The report, developed from the intelligence provided by MIT’s clandestine and espionage activities abroad, indicates how Turkish spies penetrated the community of Gülenists in Australia. The Gülen movement is highly critical of the administration of President Erdoğan on a range of issues from pervasive corruption in the government to Turkey’s empowering of armed and radical jihadist groups abroad.
The intelligence in Australia was collected by MIT, referred as institution IV in the report.
Among the names targeted by the Turkish intelligence agency is Mehmet Vehbi Yavuzlar, a 63-year-old Australian citizen of Turkish origin who was involved in volunteer work with the movement in Australia. Before his retirement, Yavuzlar was CEO of the Australian Universal Federation of Education and Culture, a Sydney-based charity that promotes education, diversity and multiculturalism.
Mehmet Vehbi Yavuzlar
The intelligence notes about Yavuzlar refer to a private meeting he attended May 11, 2019 on a college campus in Sydney. Excerpts from his remarks at the meeting are found in the notes. The notes suggest that the Turkish intelligence agency used field agents to monitor the meeting and infiltrators or informants to gather information illegally. The notes were later passed to spy agency headquarters in Ankara and shared with other security branches of the government.
The notes reveal that the activities of Turkish intelligence operatives in Australia were in violation of the country’s foreign interference and counterespionage laws, which were toughened in 2018.
The Turkish intelligence note mentions a meeting in Sydney with date, location and excerpts from a conversation among critics of Turkish President Recep Tayyip Erdoğan.

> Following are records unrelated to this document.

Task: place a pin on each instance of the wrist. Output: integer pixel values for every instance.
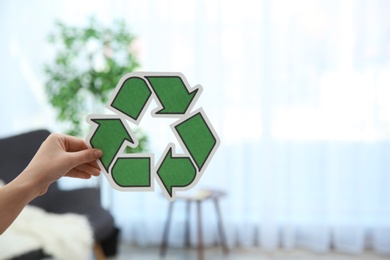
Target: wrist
(30, 185)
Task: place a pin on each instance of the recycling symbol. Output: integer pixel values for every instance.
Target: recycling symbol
(136, 171)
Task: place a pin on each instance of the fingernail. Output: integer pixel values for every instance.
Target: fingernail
(97, 153)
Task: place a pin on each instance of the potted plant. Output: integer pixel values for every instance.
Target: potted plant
(87, 65)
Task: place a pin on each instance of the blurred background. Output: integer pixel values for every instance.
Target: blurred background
(298, 92)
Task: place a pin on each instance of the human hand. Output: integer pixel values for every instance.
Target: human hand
(62, 155)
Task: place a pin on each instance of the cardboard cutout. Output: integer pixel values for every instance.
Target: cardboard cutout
(129, 101)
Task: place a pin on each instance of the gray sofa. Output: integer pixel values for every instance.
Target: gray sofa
(15, 154)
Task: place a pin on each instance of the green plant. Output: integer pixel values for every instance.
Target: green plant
(88, 63)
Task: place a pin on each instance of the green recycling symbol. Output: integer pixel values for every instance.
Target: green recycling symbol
(129, 101)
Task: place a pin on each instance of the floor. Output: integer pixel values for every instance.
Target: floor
(131, 252)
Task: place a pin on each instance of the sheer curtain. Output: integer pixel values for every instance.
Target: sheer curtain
(297, 91)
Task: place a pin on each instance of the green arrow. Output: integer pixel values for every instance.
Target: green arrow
(197, 138)
(132, 97)
(176, 172)
(132, 171)
(109, 137)
(172, 94)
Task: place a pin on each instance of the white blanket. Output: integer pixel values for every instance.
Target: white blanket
(63, 236)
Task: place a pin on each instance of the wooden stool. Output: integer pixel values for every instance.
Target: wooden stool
(199, 197)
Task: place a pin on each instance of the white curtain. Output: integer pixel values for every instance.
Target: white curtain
(298, 92)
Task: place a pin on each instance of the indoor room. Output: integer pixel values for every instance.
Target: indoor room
(261, 129)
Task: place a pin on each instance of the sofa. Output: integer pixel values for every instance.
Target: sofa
(15, 154)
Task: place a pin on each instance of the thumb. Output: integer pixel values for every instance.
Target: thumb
(85, 156)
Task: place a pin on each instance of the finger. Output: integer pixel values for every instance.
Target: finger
(78, 174)
(84, 156)
(89, 169)
(73, 143)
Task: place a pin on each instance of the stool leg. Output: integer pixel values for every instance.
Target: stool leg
(187, 226)
(220, 227)
(200, 237)
(164, 244)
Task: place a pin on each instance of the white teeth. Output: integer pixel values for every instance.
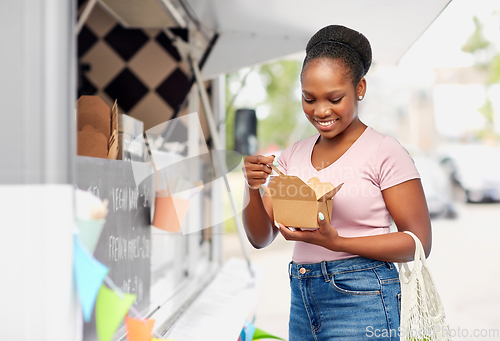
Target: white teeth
(324, 124)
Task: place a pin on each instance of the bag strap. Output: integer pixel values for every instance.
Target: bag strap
(419, 253)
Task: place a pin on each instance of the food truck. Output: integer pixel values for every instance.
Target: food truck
(164, 63)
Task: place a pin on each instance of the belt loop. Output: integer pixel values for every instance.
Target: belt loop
(324, 271)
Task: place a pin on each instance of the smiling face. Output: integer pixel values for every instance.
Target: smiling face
(329, 98)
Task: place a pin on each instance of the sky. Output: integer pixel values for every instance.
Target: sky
(438, 47)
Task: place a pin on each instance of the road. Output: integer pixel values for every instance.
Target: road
(464, 263)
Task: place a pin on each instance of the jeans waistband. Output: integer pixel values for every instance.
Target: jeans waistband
(328, 268)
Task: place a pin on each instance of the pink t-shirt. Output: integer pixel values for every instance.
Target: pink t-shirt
(373, 163)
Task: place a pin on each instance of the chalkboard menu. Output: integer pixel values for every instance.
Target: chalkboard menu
(125, 242)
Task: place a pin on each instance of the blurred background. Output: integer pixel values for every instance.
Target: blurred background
(442, 102)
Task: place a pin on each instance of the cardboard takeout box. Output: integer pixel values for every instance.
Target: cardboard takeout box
(97, 126)
(297, 204)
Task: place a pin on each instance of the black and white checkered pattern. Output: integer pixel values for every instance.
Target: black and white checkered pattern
(138, 67)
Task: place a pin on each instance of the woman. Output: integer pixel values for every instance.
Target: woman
(343, 281)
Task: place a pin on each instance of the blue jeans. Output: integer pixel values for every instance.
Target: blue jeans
(348, 299)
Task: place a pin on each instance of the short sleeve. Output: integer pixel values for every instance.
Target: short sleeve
(283, 159)
(394, 164)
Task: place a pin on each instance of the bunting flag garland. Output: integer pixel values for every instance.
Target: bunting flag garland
(260, 334)
(250, 332)
(89, 276)
(247, 332)
(110, 310)
(139, 330)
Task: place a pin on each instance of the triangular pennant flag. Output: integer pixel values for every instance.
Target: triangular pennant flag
(110, 309)
(89, 275)
(90, 231)
(139, 330)
(247, 332)
(260, 334)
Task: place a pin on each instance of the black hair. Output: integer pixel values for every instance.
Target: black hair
(344, 44)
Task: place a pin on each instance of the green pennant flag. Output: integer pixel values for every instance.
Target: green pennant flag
(110, 310)
(260, 334)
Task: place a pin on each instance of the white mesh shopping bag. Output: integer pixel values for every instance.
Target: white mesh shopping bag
(422, 314)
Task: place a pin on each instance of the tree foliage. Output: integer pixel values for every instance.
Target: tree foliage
(280, 80)
(487, 58)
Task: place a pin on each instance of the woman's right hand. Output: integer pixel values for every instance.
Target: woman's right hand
(256, 170)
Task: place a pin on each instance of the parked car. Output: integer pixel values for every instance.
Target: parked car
(438, 187)
(476, 168)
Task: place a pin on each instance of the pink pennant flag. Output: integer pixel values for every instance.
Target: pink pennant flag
(139, 330)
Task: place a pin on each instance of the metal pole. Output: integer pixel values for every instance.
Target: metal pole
(217, 146)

The repercussions of having been listed in such intelligence documents can be devastating for Turks abroad. They are subject to arrest if they return home, denied consular services at Turkish embassies and consulates and have their assets in Turkey seized on fabricated charges of terrorism. Their immediate or extended family members who live in Turkey also risk criminal prosecution and imprisonment.
In fact, Yavuzlar, who was named in the intelligence report on Australia, was further investigated by the police and prosecutor in Turkey, the documents show. He faces an outstanding arrest warrant issued by the Istanbul 2nd Penal Court of Peace on trumped-up terrorism charges. His crime is the work he has done on behalf of government critic the Gulen movement.

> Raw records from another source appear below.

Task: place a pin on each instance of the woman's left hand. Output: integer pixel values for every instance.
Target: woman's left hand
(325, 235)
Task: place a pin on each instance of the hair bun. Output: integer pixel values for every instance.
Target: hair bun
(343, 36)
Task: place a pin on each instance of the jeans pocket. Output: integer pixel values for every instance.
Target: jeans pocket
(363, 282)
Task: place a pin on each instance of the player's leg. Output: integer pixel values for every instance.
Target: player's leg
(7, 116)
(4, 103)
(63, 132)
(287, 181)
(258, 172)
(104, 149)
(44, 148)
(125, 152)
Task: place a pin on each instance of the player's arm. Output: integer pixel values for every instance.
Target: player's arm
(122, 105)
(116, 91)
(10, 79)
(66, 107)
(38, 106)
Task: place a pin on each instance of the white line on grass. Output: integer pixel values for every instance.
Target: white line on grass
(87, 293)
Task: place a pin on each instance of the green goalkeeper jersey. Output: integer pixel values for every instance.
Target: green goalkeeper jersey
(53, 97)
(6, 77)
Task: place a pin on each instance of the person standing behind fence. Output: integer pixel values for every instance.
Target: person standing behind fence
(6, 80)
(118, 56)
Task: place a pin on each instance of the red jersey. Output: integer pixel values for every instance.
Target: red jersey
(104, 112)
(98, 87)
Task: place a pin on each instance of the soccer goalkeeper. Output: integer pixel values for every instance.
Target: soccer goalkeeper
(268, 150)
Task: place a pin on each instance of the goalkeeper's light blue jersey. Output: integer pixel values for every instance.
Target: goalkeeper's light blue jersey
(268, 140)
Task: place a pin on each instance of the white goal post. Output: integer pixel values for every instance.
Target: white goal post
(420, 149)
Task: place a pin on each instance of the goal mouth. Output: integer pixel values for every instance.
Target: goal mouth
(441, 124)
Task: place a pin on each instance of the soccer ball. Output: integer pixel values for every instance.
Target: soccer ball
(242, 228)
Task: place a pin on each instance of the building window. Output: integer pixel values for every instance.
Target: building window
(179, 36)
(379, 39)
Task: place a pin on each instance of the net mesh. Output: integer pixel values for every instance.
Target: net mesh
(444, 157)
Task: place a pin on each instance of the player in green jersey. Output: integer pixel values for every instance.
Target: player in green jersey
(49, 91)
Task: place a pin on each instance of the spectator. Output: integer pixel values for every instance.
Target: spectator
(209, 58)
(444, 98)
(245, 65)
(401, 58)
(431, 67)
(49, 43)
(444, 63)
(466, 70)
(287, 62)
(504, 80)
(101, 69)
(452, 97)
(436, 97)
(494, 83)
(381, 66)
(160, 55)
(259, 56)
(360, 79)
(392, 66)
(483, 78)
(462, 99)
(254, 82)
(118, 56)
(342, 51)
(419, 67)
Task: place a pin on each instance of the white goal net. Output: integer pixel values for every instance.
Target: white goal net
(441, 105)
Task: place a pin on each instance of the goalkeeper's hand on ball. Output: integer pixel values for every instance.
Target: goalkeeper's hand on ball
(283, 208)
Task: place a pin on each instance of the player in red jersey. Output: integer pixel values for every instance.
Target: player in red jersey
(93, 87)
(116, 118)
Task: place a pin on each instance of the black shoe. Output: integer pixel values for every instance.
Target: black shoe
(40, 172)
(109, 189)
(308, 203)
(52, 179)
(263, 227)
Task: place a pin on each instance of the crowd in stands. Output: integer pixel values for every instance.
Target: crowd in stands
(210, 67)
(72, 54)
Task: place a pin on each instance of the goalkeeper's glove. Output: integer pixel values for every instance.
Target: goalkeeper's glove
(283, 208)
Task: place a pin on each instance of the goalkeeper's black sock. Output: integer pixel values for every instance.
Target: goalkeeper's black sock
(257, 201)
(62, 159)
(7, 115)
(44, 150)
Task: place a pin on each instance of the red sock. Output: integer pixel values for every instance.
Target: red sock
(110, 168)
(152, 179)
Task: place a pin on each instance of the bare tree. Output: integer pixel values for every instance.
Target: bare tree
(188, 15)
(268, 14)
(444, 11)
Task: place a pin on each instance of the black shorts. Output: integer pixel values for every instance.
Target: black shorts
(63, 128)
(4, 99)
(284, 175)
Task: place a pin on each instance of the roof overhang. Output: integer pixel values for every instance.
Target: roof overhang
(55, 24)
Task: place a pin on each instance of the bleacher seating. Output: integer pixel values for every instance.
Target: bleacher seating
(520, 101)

Turkish government critic Mehmet Vehbi Yavuzlar faces an arrest warrant based on fabricated terrorism charges in Turkey.
In Turkey, over half a million people affiliated with the Gülen movement have been put in detention facilities on fabricated terrorism charges since 2014. More than 130,000 civil servants have been dismissed by the government with no effective judicial or administrative investigation, 4,560 of whom were judges and prosecutors and were replaced by pro-Erdogan staff.
As a result of the massive purge, the Turkish judiciary, intelligence services and law enforcement authorities have become abusive tools in the hands of the Islamist government of President Erdoğan to prosecute critics, opponents and dissident. The criminal justice system has often been abused by Erdoğan to persecute government critics, leading to the imprisonment of tens of thousands on false charges.

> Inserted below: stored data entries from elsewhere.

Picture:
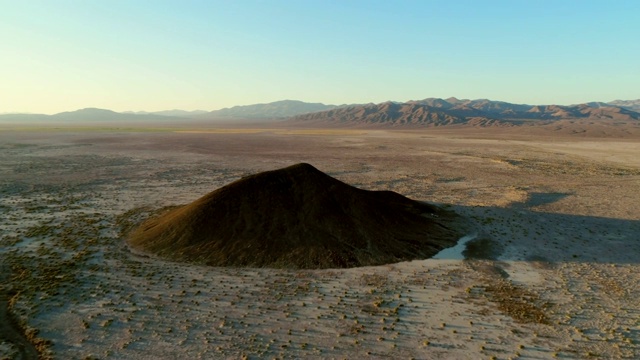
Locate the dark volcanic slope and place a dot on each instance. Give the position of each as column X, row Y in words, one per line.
column 298, row 217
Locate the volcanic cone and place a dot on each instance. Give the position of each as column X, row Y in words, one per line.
column 297, row 217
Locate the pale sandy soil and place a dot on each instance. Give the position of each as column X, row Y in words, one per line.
column 562, row 214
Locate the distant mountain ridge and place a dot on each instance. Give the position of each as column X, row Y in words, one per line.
column 627, row 104
column 452, row 111
column 277, row 109
column 426, row 112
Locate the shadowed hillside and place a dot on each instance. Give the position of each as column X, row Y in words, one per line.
column 298, row 217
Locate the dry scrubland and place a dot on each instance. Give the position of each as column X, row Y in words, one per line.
column 554, row 270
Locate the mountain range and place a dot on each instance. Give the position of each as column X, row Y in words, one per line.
column 427, row 112
column 452, row 111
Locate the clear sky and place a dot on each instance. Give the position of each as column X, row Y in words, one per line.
column 59, row 55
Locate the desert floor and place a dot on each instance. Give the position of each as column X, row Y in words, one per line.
column 554, row 270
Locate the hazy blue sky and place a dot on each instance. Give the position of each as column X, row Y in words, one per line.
column 156, row 55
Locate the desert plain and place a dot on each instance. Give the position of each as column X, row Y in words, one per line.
column 552, row 270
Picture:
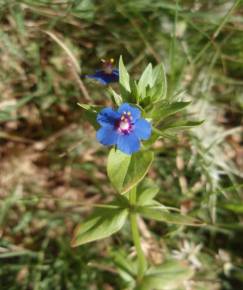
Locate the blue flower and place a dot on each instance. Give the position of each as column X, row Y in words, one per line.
column 123, row 128
column 107, row 74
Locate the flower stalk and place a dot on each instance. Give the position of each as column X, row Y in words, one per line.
column 142, row 263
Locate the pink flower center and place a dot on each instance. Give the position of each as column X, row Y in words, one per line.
column 124, row 125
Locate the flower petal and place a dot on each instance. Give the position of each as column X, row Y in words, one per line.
column 108, row 117
column 107, row 136
column 128, row 143
column 105, row 78
column 142, row 129
column 135, row 112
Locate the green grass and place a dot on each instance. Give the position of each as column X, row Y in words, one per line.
column 52, row 169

Erdoğan has come under intense scrutiny in recent years over rights violations and the jailing of political opposition members, human rights defenders, journalists and representatives of civil society organizations. As of April 2020, there were 161 journalists in jail in Turkey, far more than any other figure for the rest of the world.
Turkish intelligence chief Hakan Fidan (L) and Turkish President Recep Tayyip Erdoğan.